Workers in the office spend 25% more time in career-development activities than their remote counterparts, according to new data from a team of economists who have analyzed working from home since the pandemic began.
Those who came into work devoted about 40 more minutes a week to mentoring others, nearly 25 more in formal training and about 15 additional minutes each week doing professional development and learning activities, according to WFH Research, a group that includes Stanford University economist Nicholas Bloom.

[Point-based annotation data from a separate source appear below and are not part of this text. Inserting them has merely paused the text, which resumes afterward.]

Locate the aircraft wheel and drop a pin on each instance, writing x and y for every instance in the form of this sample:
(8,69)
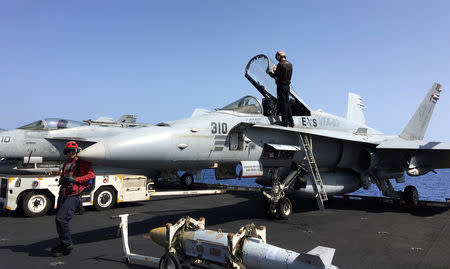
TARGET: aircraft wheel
(284,208)
(35,204)
(169,261)
(187,180)
(104,198)
(411,196)
(268,209)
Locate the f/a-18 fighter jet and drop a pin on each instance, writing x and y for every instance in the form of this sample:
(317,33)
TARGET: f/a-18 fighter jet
(322,155)
(37,148)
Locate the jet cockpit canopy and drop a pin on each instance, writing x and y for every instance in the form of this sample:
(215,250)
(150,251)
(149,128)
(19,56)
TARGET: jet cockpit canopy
(52,124)
(247,104)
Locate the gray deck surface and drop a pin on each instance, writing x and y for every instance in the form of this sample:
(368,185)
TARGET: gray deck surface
(365,234)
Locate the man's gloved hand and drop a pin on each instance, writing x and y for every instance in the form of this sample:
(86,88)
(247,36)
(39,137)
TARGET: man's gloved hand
(67,180)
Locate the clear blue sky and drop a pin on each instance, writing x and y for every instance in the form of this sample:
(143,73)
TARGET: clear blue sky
(85,59)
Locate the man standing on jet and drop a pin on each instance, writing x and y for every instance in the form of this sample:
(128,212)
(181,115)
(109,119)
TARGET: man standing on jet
(282,74)
(75,177)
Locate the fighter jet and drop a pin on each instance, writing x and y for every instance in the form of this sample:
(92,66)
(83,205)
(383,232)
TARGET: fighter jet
(322,155)
(37,148)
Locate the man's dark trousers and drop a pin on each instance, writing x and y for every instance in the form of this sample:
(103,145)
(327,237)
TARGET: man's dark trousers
(283,105)
(67,206)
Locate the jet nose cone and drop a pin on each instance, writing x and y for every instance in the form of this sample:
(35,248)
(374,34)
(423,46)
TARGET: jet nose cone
(94,153)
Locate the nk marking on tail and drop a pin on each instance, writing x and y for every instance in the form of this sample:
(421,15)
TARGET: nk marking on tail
(417,126)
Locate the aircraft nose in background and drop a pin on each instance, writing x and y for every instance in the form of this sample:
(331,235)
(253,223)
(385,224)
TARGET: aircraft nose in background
(93,153)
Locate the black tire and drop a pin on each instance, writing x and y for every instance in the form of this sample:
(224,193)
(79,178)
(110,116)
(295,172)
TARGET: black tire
(187,180)
(267,209)
(411,196)
(284,208)
(35,204)
(104,198)
(169,262)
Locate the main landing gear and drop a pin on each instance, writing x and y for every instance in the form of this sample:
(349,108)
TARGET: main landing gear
(276,203)
(410,195)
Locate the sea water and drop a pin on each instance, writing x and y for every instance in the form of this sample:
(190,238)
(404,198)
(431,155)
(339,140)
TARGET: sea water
(431,187)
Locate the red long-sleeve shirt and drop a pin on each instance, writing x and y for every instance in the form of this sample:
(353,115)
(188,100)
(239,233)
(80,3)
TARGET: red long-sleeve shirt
(81,171)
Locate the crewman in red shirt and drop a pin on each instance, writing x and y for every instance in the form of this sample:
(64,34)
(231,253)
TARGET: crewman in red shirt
(75,177)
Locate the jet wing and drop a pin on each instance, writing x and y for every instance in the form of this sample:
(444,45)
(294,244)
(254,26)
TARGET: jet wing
(414,145)
(69,138)
(325,133)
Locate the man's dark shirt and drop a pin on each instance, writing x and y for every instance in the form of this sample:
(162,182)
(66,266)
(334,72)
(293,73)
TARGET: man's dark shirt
(283,73)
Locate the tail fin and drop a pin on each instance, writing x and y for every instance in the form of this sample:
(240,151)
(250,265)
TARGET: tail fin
(417,125)
(128,119)
(355,109)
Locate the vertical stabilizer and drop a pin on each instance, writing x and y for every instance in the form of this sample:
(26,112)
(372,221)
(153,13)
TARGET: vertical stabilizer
(355,109)
(129,119)
(417,125)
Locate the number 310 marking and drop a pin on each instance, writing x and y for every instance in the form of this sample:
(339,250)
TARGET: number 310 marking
(219,127)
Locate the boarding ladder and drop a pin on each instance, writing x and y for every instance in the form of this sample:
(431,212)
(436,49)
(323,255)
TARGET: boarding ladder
(316,179)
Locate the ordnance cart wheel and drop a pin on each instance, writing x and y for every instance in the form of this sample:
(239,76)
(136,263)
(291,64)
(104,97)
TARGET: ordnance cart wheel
(411,196)
(187,180)
(169,261)
(35,204)
(284,208)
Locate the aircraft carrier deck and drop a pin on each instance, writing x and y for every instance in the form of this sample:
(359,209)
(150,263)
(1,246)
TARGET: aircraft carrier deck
(366,234)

The figures, based on surveys of more than 2,400 US adults who are able to work from home, lend quantitative support to CEOs such as JPMorgan Chase & Co.’s Jamie Dimon and Morgan Stanley’s James Gorman, who have said that workers – particularly younger staff – need to be on-site more often than not to learn and develop alongside more experienced colleagues. Wall Street banks have been in the vanguard of corporate campaigns to get workers back to offices more often, but those efforts have clashed with workers’ demands for flexibility in what is still a tight labor market. This has resulted in an ever-changing morass of hybrid arrangements.

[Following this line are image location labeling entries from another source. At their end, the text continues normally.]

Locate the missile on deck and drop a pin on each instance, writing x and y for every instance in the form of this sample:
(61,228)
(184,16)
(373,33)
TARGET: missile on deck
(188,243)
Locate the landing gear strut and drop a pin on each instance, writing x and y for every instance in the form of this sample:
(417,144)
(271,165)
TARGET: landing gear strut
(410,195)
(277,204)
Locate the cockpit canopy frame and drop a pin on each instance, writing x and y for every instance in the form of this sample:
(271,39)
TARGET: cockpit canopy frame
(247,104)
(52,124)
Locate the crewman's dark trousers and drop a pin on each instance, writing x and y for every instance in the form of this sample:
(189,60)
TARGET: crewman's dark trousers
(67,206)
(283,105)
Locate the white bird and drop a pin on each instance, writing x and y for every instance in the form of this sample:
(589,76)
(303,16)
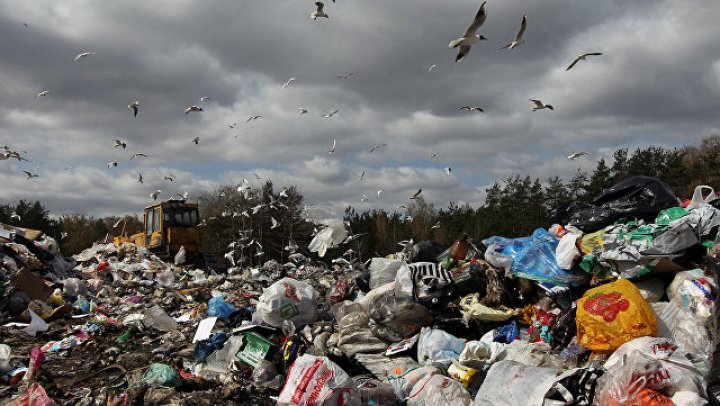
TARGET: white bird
(470,37)
(30,175)
(332,113)
(83,55)
(193,109)
(286,84)
(135,106)
(376,146)
(319,11)
(517,41)
(582,57)
(540,105)
(576,155)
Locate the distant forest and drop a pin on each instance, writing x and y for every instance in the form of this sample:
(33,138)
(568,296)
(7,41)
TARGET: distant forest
(514,206)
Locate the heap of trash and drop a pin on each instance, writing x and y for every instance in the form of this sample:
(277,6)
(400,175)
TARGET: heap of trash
(615,304)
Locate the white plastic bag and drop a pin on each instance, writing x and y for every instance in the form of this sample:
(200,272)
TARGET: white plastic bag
(566,252)
(438,348)
(382,271)
(698,199)
(438,390)
(693,291)
(510,383)
(647,362)
(686,329)
(288,299)
(318,381)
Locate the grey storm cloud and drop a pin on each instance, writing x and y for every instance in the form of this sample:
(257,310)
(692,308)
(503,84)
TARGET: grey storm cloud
(657,82)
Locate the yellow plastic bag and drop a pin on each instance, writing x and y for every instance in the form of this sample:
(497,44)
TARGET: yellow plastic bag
(610,315)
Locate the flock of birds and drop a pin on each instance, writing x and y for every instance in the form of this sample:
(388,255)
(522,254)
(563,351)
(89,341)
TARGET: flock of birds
(463,44)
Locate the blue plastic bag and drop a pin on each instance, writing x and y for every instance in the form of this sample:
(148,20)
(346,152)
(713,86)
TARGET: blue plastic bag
(535,260)
(218,307)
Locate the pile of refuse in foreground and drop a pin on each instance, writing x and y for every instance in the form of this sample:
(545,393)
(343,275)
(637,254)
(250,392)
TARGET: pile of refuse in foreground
(614,305)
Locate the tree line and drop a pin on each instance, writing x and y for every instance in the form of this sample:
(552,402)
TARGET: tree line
(272,220)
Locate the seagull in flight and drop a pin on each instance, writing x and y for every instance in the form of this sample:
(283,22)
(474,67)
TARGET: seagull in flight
(31,175)
(540,105)
(193,109)
(576,155)
(286,84)
(135,106)
(470,37)
(376,146)
(582,57)
(518,37)
(332,113)
(319,11)
(83,55)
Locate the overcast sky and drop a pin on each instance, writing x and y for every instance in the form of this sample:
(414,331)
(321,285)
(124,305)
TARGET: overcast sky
(657,82)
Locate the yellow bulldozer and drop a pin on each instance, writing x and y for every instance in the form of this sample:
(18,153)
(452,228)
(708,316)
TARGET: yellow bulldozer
(168,225)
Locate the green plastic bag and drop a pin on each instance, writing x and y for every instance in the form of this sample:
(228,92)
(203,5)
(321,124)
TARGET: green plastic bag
(161,375)
(668,215)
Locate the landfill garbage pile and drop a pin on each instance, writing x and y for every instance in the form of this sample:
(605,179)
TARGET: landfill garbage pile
(616,304)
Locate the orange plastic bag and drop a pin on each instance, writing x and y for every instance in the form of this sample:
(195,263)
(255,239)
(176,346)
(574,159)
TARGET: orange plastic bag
(610,315)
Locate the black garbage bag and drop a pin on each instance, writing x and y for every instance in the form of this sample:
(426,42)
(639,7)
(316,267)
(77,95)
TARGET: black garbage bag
(635,197)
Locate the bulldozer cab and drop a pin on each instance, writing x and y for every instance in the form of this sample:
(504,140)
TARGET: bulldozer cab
(170,225)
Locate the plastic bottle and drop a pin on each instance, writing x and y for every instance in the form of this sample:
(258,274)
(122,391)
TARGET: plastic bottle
(459,249)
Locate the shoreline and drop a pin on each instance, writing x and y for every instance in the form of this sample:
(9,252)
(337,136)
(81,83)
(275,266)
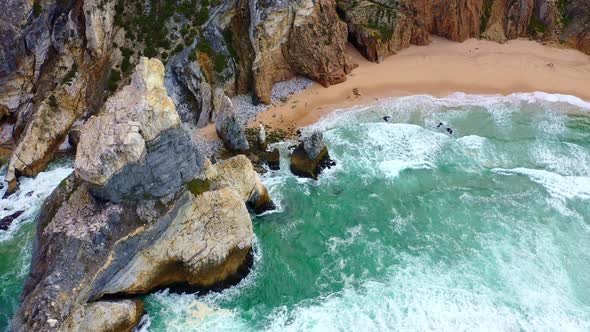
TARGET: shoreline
(439,69)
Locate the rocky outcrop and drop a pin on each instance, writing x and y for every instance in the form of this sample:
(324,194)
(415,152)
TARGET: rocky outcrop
(274,160)
(139,213)
(48,77)
(311,156)
(238,173)
(302,37)
(107,316)
(379,29)
(135,147)
(230,129)
(382,27)
(575,18)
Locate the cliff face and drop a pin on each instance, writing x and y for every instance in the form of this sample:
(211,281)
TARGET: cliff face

Nearly half of employees who can work from home have a hybrid arrangement, while just over a third are fully on-site and 20% are fully remote, data from WFH Research show. The new figures support the shift to hybrid work schedules, as workers “need a few days each week to mentor and be mentored,” said Jose Maria Barrero, a member of the research group from Mexico’s ITAM business school.
While bosses are banging the drum on the value of in-person mentoring and professional development, they’ve had little to support their arguments beyond vague references to the power of so-called “watercooler moments” when workers spontaneously connect to share ideas and advice. Now they have the WFH data, along with two new research papers: One, The Power of Proximity, argues that working in the same building “has an outsized effect on workers’ on-the-job training.” That effect is even more significant for younger workers, according to the paper, from economists Natalia Emanuel of the Federal Reserve Bank of New York, Emma Harrington of the University of Iowa and Harvard University’s Amanda Pallais.

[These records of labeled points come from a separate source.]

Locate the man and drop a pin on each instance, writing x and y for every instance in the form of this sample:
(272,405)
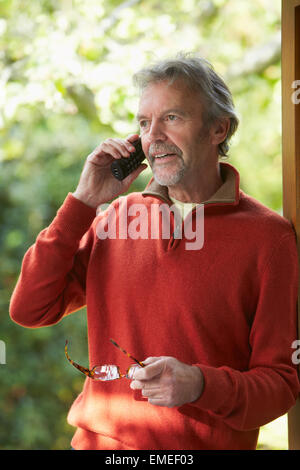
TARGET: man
(213,326)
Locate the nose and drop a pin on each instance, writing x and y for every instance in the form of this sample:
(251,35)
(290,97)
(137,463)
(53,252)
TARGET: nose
(156,131)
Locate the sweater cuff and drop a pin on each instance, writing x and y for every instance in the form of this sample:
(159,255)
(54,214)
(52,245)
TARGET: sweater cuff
(74,217)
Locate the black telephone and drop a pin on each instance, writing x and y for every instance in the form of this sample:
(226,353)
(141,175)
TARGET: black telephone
(124,166)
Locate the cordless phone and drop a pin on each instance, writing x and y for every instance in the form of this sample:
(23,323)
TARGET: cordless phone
(124,166)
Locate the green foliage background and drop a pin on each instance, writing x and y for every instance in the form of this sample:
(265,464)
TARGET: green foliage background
(65,84)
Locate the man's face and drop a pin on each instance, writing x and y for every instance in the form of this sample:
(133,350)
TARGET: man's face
(173,135)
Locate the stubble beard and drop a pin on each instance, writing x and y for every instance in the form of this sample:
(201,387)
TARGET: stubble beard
(167,176)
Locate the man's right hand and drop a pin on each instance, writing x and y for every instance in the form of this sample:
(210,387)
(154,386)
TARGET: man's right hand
(97,185)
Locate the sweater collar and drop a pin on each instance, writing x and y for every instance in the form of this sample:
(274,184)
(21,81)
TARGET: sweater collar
(227,193)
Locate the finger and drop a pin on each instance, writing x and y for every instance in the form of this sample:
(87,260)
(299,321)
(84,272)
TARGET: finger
(136,385)
(116,148)
(132,137)
(153,369)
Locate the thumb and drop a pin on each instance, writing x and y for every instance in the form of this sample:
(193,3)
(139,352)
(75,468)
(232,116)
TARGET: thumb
(153,367)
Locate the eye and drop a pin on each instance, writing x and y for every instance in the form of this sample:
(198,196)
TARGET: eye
(143,124)
(172,117)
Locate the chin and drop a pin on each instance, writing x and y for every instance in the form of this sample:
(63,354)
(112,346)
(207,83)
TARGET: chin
(170,179)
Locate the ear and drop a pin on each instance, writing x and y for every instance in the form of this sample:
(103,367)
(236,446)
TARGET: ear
(219,131)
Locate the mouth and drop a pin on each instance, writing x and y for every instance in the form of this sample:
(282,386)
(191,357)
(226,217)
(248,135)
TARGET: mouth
(164,156)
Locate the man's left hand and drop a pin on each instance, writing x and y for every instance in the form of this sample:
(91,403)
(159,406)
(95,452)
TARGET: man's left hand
(165,381)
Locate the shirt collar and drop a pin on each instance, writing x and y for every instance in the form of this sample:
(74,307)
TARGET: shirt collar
(227,193)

“Older workers not coming back to the office may depress younger workers’ skill accumulation,” wrote the economists, who studied more than 1,000 software engineers between August 2019 and December 2020. “This may be particularly important as young workers learn the most on the job, benefit the most from proximity, and are much more likely to quit when proximity is lost.”
The second paper, from Harvard Business School’s Zoe Cullen and Richard Perez-Truglia of the University of California at Berkeley, found that when employees have more face-to-face interactions with their managers, they are promoted at a higher rate. “Employees’ social interactions with their managers can be advantageous for their careers,” the authors wrote, and this phenomenon could explain a third of the gender gap in promotions at the large financial firm they studied.